シルヴィオの研究室は立ち入り禁止と言われている。ルーチェは、シルヴィオの私室と共同の研究室を掃除してから、作業に取りかかることにした。
中央に大きなテーブル、壁際の棚にはたくさんの薬草や本が並べられている。窓は大きく、昼間ならば明かりを灯さなくても十分な光量だ。魔法使いは視ることで、自然の摂理や原則を歪めている。だから、魔法を扱う部屋は、光をたくさん取り入れる設計になっているのが普通だ。
ルーチェは椅子に座り、腕輪を取り外す。
石のついた腕輪は魔法使いに欠かせない、大切な道具だ。
身体の中にある魔力を取り出す作業には、集中力と時間が必要となる。実際に魔法を使う時――――たとえば戦いの最中にそれをするのは難しい。だから魔法使いは、集中できる環境で、あらかじめ石の中に自らの魔力を込める。
魔法を使うときは、大半を石の魔力が補う。ただし、核となる部分は身体から取り出したものでなくてはならない。
実戦で、核となる部分を取り出すだけでも、魔法使いは疲労を感じる。だから無制限に石を持っていても意味がない。
核を取り出す実力がないのに、大量に石を持っていることは、とんでもなく格好悪いのだ。
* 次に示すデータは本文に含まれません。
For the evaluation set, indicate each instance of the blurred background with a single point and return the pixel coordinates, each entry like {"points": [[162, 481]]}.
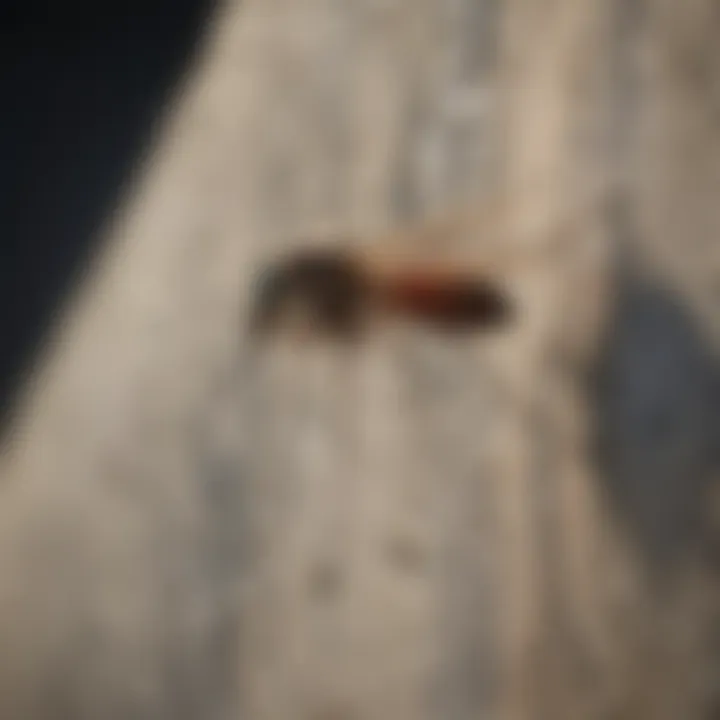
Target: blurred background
{"points": [[519, 526]]}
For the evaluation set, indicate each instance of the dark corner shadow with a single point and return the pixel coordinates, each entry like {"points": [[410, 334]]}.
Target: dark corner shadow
{"points": [[81, 89], [657, 404]]}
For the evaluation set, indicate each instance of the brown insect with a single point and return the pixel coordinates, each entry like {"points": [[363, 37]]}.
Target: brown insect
{"points": [[338, 290]]}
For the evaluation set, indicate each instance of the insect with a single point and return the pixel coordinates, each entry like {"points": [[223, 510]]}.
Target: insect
{"points": [[340, 292], [341, 289]]}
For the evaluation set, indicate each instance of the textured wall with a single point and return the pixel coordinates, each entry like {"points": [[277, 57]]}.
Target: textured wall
{"points": [[511, 527]]}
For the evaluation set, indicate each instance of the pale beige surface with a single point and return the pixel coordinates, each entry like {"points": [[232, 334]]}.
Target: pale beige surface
{"points": [[418, 529]]}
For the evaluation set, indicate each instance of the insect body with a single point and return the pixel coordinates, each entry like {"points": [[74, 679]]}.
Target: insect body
{"points": [[339, 292]]}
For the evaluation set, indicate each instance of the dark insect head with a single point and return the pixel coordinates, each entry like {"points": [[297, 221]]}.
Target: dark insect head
{"points": [[324, 286]]}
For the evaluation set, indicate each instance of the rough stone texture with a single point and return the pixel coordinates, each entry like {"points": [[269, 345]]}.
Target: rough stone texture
{"points": [[516, 527]]}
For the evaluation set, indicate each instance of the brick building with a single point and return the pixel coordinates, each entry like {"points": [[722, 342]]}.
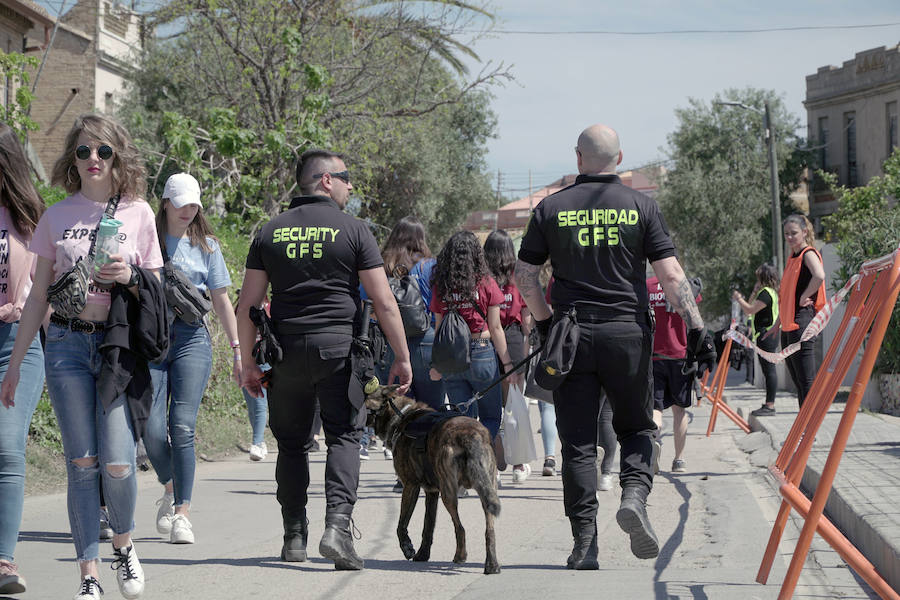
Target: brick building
{"points": [[852, 118], [98, 42]]}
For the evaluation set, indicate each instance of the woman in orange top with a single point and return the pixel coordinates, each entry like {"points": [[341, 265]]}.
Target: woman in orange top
{"points": [[800, 296]]}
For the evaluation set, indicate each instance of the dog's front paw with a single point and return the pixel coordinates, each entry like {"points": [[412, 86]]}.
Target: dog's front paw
{"points": [[408, 549]]}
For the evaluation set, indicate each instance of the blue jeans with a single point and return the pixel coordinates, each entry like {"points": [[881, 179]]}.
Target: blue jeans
{"points": [[422, 388], [73, 363], [181, 377], [482, 371], [14, 423], [257, 412]]}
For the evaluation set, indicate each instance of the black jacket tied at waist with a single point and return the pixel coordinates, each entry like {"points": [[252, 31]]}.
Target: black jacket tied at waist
{"points": [[136, 334]]}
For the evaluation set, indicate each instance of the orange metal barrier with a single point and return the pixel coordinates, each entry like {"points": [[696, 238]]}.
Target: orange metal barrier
{"points": [[870, 306], [715, 391]]}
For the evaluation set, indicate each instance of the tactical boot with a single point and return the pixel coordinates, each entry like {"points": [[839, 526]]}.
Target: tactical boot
{"points": [[584, 550], [632, 518], [337, 543], [296, 532]]}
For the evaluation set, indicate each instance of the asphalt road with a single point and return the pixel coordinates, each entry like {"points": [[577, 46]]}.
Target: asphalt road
{"points": [[713, 523]]}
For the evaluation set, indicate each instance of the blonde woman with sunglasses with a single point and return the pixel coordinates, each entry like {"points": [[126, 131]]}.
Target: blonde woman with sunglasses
{"points": [[99, 161]]}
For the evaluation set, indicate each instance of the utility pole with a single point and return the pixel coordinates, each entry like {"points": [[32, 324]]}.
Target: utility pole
{"points": [[497, 213], [777, 240]]}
ルーチェは魔法使いとしては一流と言える八つの石がついた腕輪をしている。けれど、これはあくまで十六家の直系としては普通、と説明できる数。実は、契約の紋章を持つ者として、さらに十個の石がついた腕輪を服の中に隠し持っている。
「色が薄くなっている!」
合計十八個の石のうち、まともに残っているのは三つだけ。ほかは時間の経過なのか、使ったあと補充しなかったのか、薄い水色になっていた。戦いの直後でもないのに、魔力の切れた石をたくさん持っているのは、魔法使いにとってなかなか恥ずかしいことだったりする。
ルーチェはまた、失くした記憶の中の彼女自身が嫌いになりそうだった。それと同時に、本当に紋章が心を蝕んで、危険な状態だったのだと改めて認識する。
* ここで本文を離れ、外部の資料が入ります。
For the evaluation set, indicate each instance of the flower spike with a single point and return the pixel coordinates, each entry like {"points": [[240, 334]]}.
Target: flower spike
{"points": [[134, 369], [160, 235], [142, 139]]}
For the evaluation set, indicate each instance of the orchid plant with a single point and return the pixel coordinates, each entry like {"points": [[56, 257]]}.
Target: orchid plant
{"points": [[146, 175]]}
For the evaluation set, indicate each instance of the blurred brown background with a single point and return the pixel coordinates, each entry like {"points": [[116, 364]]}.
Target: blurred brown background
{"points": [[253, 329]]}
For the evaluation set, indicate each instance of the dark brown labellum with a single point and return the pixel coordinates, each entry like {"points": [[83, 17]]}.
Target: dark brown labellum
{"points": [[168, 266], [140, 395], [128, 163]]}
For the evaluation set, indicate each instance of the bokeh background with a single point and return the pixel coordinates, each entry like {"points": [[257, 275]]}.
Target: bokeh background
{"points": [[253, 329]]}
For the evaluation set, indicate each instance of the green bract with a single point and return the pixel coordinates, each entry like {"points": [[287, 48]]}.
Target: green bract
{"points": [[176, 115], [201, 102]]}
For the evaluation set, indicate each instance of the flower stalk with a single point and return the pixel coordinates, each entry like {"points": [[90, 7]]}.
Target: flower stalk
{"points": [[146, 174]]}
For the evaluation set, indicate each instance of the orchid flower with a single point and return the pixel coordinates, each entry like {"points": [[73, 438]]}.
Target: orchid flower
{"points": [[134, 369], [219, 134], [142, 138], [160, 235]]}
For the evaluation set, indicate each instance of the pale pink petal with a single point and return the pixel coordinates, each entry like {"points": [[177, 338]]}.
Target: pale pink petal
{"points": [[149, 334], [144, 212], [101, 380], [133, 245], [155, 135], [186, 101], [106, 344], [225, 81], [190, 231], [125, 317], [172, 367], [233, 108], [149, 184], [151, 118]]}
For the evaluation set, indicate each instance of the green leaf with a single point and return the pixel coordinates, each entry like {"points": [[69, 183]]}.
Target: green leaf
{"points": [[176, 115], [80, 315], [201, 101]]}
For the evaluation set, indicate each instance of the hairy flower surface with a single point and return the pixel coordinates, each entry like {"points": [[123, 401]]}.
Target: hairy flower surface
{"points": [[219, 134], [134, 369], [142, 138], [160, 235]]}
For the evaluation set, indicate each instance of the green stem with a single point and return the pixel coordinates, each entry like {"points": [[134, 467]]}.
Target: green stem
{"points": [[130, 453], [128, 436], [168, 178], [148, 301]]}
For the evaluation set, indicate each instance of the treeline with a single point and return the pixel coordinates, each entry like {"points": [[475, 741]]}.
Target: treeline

「よーし! 元気だけど、病み上がりだってみんなが言うから、とりあえず三個くらい、やっておくか」
ルーチェは腕輪から石を取り外し、指でつまんでじっと見つめる。あとは思うだけ。時間をかけて身体の中にある熱のようなものを石に移すだけだ。
透明に近かった石が、ルーチェの瞳の色と同じ、澄んだ青に変わっていく。皆が、シルヴィオがきれいだとほめてくれる、瞳の色と同じ色だ。
「ふふっ、上手にできた」
仕上がりに満足した彼女は、シルヴィオのことを考えた。シルヴィオの瞳は真っ黒で、当然石も黒くなる。ルーチェの左耳についているピアスを似合わないと彼は言う。ルーチェという名前には光という意味がある。黒はルーチェにはふさわしくないと。
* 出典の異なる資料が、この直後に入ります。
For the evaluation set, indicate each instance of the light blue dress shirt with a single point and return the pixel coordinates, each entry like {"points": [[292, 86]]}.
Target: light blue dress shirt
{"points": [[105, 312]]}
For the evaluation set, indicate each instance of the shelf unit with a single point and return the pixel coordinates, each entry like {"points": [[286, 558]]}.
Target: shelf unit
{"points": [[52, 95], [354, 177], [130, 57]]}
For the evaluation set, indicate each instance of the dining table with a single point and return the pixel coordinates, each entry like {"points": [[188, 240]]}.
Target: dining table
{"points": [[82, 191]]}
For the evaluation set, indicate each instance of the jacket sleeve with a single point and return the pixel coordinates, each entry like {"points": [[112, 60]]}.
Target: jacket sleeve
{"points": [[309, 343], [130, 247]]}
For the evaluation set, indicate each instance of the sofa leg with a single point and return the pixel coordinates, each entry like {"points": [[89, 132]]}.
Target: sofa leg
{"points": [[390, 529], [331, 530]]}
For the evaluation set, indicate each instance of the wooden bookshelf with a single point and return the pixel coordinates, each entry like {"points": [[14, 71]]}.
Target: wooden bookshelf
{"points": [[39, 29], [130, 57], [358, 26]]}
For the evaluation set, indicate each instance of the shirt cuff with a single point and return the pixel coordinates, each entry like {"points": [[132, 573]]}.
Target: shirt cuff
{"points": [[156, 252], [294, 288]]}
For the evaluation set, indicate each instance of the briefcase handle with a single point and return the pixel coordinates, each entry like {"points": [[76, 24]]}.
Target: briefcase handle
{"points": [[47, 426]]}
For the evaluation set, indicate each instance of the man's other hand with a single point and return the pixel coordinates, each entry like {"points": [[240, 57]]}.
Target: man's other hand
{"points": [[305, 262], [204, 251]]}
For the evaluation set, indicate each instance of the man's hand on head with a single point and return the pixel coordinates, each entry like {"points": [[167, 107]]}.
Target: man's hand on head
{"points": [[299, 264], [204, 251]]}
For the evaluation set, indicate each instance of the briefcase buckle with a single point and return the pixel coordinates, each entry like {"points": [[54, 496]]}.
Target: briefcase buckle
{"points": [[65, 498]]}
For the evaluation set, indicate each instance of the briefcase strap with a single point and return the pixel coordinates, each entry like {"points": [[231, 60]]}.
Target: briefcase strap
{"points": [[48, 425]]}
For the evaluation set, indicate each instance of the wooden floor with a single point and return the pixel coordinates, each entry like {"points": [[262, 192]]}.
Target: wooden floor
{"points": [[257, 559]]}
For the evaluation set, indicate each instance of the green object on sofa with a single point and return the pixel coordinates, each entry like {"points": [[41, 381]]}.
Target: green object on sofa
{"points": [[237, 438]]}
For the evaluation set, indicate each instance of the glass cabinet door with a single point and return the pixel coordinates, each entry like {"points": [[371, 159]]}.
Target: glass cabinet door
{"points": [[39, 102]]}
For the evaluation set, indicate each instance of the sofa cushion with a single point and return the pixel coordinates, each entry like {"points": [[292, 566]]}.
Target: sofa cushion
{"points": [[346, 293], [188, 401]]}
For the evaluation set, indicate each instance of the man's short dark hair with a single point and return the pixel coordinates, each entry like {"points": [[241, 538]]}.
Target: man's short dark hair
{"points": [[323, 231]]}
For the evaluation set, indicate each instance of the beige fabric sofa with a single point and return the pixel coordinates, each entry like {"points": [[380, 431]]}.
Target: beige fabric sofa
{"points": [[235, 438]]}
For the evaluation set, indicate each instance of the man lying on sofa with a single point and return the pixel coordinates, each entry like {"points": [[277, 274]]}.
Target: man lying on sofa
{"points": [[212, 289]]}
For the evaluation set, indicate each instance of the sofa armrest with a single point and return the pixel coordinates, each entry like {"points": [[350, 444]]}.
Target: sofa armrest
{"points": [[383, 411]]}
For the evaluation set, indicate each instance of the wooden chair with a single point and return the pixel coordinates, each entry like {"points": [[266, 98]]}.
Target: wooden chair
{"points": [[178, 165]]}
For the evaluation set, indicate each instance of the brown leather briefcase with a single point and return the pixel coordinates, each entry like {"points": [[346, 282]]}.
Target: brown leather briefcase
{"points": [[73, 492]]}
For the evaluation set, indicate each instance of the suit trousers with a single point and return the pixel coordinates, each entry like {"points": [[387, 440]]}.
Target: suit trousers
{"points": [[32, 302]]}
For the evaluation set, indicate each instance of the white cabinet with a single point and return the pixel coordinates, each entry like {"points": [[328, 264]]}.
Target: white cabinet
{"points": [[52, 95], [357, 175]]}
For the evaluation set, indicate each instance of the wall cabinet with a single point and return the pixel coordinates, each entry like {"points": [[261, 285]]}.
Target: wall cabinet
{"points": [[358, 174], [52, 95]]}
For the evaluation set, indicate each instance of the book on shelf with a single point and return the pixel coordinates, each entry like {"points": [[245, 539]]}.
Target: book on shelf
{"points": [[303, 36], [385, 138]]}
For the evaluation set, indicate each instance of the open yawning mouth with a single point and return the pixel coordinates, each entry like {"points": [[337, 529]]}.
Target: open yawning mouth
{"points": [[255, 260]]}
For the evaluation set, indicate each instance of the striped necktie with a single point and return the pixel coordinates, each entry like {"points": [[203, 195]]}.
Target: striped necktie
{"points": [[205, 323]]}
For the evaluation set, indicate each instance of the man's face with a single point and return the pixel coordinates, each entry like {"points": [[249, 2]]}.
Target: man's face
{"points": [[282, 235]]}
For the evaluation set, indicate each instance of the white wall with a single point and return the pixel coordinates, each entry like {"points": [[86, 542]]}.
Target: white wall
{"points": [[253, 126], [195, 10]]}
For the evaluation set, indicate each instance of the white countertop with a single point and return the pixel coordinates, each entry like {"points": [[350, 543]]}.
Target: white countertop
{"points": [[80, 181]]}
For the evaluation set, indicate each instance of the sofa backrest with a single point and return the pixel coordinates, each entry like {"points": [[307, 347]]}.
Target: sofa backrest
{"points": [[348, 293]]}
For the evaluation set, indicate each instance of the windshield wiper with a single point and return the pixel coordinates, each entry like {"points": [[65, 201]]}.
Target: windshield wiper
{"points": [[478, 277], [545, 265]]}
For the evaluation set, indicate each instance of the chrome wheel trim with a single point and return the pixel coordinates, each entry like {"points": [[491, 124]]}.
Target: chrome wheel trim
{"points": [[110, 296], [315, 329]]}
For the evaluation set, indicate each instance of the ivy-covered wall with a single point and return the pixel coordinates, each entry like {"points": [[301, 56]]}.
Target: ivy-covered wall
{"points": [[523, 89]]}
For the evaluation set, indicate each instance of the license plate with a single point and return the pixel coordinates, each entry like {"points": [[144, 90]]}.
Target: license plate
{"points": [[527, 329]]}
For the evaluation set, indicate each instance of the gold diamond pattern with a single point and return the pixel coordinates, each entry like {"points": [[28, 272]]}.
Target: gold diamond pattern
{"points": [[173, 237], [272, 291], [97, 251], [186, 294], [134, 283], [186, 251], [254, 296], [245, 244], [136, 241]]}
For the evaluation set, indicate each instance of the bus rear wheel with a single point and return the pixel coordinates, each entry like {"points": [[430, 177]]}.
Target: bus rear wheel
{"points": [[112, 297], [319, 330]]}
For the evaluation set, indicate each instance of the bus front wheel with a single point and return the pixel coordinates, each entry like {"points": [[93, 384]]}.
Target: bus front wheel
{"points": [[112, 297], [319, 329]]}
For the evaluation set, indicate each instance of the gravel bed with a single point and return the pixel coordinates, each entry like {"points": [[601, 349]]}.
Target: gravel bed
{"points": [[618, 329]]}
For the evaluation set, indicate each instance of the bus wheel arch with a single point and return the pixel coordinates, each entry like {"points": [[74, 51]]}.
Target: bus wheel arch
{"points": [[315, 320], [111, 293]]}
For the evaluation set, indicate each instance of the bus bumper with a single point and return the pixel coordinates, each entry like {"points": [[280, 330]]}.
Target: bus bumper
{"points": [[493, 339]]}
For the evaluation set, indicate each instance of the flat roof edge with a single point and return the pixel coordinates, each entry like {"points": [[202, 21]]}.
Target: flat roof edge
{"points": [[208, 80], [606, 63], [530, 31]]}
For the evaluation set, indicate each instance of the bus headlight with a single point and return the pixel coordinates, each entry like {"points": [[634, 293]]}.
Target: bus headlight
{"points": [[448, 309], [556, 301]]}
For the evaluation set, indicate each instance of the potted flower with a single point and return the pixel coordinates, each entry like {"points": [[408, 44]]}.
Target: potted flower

だけど、シルヴィオの黒は、ルーチェにとって不快なものではない。心が落ち着く、穏やかな眠りに誘う夜の色。そう思いたいのだ。
合計三つの石に魔力を込める。彼女としてはまだまだできそうな気もするが、根を詰めすぎると皆が心配する。だから、このへんにして、できあがった石を腕の台座に戻していると、シルヴィオがやってきた。
「今、帰った」
「シルヴィオ様、お帰りなさい!」
紋章を宿して以降、屋敷でも仕事でも一緒に行動をすることが多かった。急に引き離され、彼女は不安だった。だから、約束通り報告だけしてすぐに帰ってきてくれたのだと思うと、嬉しい。
「寝ていろと言ったのに、大丈夫なのか?」
闇色の瞳が、ルーチェをじっと見つめる。
「はい、とっても元気ですよ? でも、今日は三つだけにしておきます。自分の力を過信して無理をするのはいけないこと、ですよね?」
「ああ。……焼き菓子を買ってきたから、お茶をいれてくれるか?」
「はい!」
研究室にはアルコールのランプややかんが用意されていて、お茶くらいならばすぐにいれられる。ルーチェはマッチを持って、ランプに火をつけようとする。
「今日は、魔法を使っていい」
日常生活で魔法を使いすぎると、魔法を使えない一般人の感覚とかけ離れ、魔法なしではだめな生活力なし人間になってしまう。だから、便利で早いから、という理由で安易に使わないのが普通だ。
とくに急いでいるわけでもないのに、シルヴィオがそう指示するのはめずらしい。ルーチェは意図がわからず、きょとんと
「心と身体のバランスが崩れているかもしれない。小さな魔法を使って慣らしたほうがいいだろう」
「なるほど」
彼の意図を理解したルーチェはやかんを台の上にのせた状態で、ふたを取り外す。台の下で火をおこして、やかんを熱する方法もあるが、やかんの中の水を直接あたためるほうが効率がいい。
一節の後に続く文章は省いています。